Recipe for Stacking gels

TO MAKE 10 ml:

  • 6.2 ml distilled water
  • 1.3 ml 30% Acrylamide
  • 2.5 ml upper buffer
  • 100 ul 10% ammonium persulfate (APS)
  • 20 ul TEMED

LOWER BUFFER
(pH 8.8, 1.5 M Tris, 0.4% SDS)

TO MAKE 500 ml:

  • 91.0 g Tris
  • 20 ml 10% SDS stock solution

Add Tris to distilled H2O to equal about 400 ml. Adjust pH to 8.8 with HCl. Then add SDS. Bring up to 500 ml with distilled water.

UPPER BUFFER
(pH 6.8, 0.5 M Tris, 0.4% SDS)

TO MAKE 500 ml:

  • 30.5 g Tris
  • 20 ml 10% SDS stock solution
  • 1-3 ml 0.01% Bromophenol Blue stock solution

Add Tris to distilled H2O to equal about 400 ml. Adjust pH to 6.8 with HCl. Then add SDS. Bring up to 500 ml with distilled water.

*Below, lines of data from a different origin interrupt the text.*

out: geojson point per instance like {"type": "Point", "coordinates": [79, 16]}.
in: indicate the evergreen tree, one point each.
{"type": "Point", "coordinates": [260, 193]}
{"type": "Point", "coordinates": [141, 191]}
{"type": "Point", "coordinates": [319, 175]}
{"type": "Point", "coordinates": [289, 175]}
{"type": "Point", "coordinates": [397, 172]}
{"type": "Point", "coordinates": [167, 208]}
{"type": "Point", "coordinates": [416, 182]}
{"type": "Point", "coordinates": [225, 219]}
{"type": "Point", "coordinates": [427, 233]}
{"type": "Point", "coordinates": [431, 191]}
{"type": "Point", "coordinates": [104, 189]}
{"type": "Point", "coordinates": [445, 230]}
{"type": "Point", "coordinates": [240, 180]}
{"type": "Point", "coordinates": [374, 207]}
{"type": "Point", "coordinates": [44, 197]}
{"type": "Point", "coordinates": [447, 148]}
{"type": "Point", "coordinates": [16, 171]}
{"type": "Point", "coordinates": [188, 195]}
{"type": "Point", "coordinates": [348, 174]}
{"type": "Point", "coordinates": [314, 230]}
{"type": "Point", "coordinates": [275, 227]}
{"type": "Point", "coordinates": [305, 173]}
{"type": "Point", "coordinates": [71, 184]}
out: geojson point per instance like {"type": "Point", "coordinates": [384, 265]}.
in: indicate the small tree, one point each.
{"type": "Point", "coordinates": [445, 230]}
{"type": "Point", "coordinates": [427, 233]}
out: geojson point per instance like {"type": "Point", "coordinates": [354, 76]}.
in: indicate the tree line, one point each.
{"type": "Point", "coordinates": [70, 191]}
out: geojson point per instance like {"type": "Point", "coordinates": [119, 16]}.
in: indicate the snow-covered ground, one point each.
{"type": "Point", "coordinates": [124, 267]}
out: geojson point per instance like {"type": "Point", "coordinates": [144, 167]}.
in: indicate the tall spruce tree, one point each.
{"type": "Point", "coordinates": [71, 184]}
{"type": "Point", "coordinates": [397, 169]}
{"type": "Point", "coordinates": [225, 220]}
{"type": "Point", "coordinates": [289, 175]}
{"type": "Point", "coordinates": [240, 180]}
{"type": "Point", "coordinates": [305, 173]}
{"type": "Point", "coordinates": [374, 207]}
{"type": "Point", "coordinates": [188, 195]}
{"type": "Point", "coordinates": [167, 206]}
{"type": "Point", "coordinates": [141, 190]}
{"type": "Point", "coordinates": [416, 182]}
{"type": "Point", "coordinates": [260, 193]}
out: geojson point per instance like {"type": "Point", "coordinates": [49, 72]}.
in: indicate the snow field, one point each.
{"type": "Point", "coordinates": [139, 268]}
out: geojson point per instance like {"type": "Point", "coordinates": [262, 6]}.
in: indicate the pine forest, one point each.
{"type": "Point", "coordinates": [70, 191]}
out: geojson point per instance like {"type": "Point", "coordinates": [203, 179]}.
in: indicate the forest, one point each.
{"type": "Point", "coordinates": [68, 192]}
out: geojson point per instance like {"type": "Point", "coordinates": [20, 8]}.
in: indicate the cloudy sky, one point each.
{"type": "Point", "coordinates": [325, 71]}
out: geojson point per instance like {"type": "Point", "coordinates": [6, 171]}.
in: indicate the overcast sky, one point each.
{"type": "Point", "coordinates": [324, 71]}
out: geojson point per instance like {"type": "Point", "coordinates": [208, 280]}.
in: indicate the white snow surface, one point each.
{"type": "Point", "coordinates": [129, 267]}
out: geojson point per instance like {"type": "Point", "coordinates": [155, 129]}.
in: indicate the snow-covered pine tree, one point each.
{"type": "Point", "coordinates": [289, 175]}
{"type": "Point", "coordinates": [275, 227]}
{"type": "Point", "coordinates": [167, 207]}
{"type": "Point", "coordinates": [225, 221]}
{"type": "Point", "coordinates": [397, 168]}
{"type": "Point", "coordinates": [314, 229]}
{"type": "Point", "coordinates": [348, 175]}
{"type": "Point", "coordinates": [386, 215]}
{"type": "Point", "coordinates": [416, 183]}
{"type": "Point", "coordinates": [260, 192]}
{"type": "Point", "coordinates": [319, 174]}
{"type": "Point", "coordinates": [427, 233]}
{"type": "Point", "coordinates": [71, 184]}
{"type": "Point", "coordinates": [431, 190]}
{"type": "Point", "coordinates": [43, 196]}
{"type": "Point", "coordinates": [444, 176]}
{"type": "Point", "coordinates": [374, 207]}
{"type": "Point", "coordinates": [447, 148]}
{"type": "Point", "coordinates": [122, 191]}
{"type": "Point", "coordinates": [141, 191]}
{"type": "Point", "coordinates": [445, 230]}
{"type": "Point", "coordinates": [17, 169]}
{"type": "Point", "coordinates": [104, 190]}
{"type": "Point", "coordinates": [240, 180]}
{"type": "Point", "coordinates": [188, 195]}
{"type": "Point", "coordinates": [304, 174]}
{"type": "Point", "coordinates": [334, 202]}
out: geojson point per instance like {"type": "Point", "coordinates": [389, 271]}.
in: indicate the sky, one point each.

ELECTROPHORESIS RUNNING BUFFER
(250 mM Tris, 1.92 M glycine, 1% SDS))

TO MAKE 1 L (10X):

  • 30.3 g Tris
  • 144 g Glycine
  • 10 g SDS

Dissolve in distilled H2O to a final volume of 1 Liter. Requires Heat. Wear a mask handling SDS.

COOMASSIE STAIN

TO MAKE 500 ml:

  • 0.5 g Coomassie Blue
  • 10 ml distilled water
  • 30 g NH4SO4
  • 500 ml 2% H3PO4

In 50 ml conical tube dissolve 0.5 g of purified, dried coomassie blue in 10 ml distilled distilled H2O. Nutate at room temperature from 2-24 hours.

In a beaker, dissolve 30 g NH4SO4 in 500 ml 2% H3PO4. Dissolve completely.

Add the coomassie blue mixture to the beaker and mix. Store at room temperature in a dark bottle (light sensitive).

WESTERN TRANSFER BUFFER (40X)
(264 mM Tris, 2 M Glycine, 0.4% SDS)

TO MAKE 500 ml:

  • 16 g Tris
  • 75 g Glycine
  • 2 g SDS

Wear a mask while handling the SDS. Requires Heat to get SDS into solution.

TBST (20X)
(200 mM Tris, pH 8.0, 3 M NaCl, 1% (v/v) Tween 20)

TO MAKE 1 L:

  • 24.4 g Tris
  • 175.2 g NaCl
  • 10 ml Tween-20
  • 4 g NaN3 (optional)

Adjust pH to 8 with HCl BEFORE adding detergent. Usually takes about 12 ml HCl for 2 Liter recipe.